The upsurge in women ministers has come even as the denomination and its officers have stiffened their front against such ordinations."Sometimes, opposition strengthens positions," said sociologist Sarah Frances Anders of Louisiana College in Pineville, La.
Under Baptist policy, local congregations do the ordaining and are autonomous, free to make their own decisions about it. They've increasingly conferred clergy status on women, despite upper-level objections.
Anders, who keeps tabs on the phenomenon, said the growth rate of women ministers has been faster than in any other major denomination, most of which now authorize women's ordination.
There now are about 900 Southern Baptist women clergy, compared with 75 in 1978. That's when a campaign started that has put biblical fundamentalists in control of the denomination.
"Women are not seeking ordination simply to be defiant," said Amanda Hiley of Louisville, Ky., administrator of Southern Baptist Women in Ministry.
"They pay a heavy price for ordination, the personal ridicule they have to put up with," she added in an interview. "They have to be very serious about their call to the ministry in this environment to accept ordination.
"It wouldn't work if the goal was just to be defiant."

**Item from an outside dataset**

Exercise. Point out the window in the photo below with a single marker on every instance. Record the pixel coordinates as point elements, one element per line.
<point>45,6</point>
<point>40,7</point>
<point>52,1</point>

However, she said there was some "backlash" to a resolution adopted by the denomination's 1984 convention, saying scripture "excludes women from pastoral leadership."
This rule, the convention said, is to "preserve a submission that God requires because man was first in creation and woman was first in the Edenic fall," blaming women for initiating original sin in the Garden of Eden.
Women are "not to assume the role of authority over men lest confusion reign in the local church," the convention said. Since then, the number of ordinations by local congregations has tripled.
"It was a watershed," Hiley said. "It influenced local churches to choose where they stood, either accepting it or not. It generated a radical increase in the rate of ordinations."
A new survey indicates that 80 percent of women clergy have advanced graduate degrees, far surpassing the average educational level of male Southern Baptist pastors, for whom no educational requirements are set.
Comparatively, ordained women "are very, very highly prepared, educated and skilled," Hiley said. "But they don't get the same opportunities in job placement as men do. There's no way you can talk of equal footing for men and women."
Among ordained Southern Baptist women, the largest bloc - 202 - are chaplains, 43 have been pastors, 57 associate pastors. Other serve in various capacities such as missions, social work and counseling.
Now working on her master of divinity degree at Southern Baptist Theological Seminary in Louisville, Hiley also leads a tiny, rural congregation located an hour's drive from the city.
Most other major Protestant bodies started allowing women's ordination in modern times. Those denominations, the dates they started it and the current count of ordained women include:
United Methodist Church, 1956, total 4,743; Presbyterian Church (U.S.A.), 1956, total 2,419; United Church of Christ, 1853 in predecessor denomination, total 1,803; Evangelical Lutheran Church in America, 1970, total 1,358; Episcopal Church, 1976, total 1,070.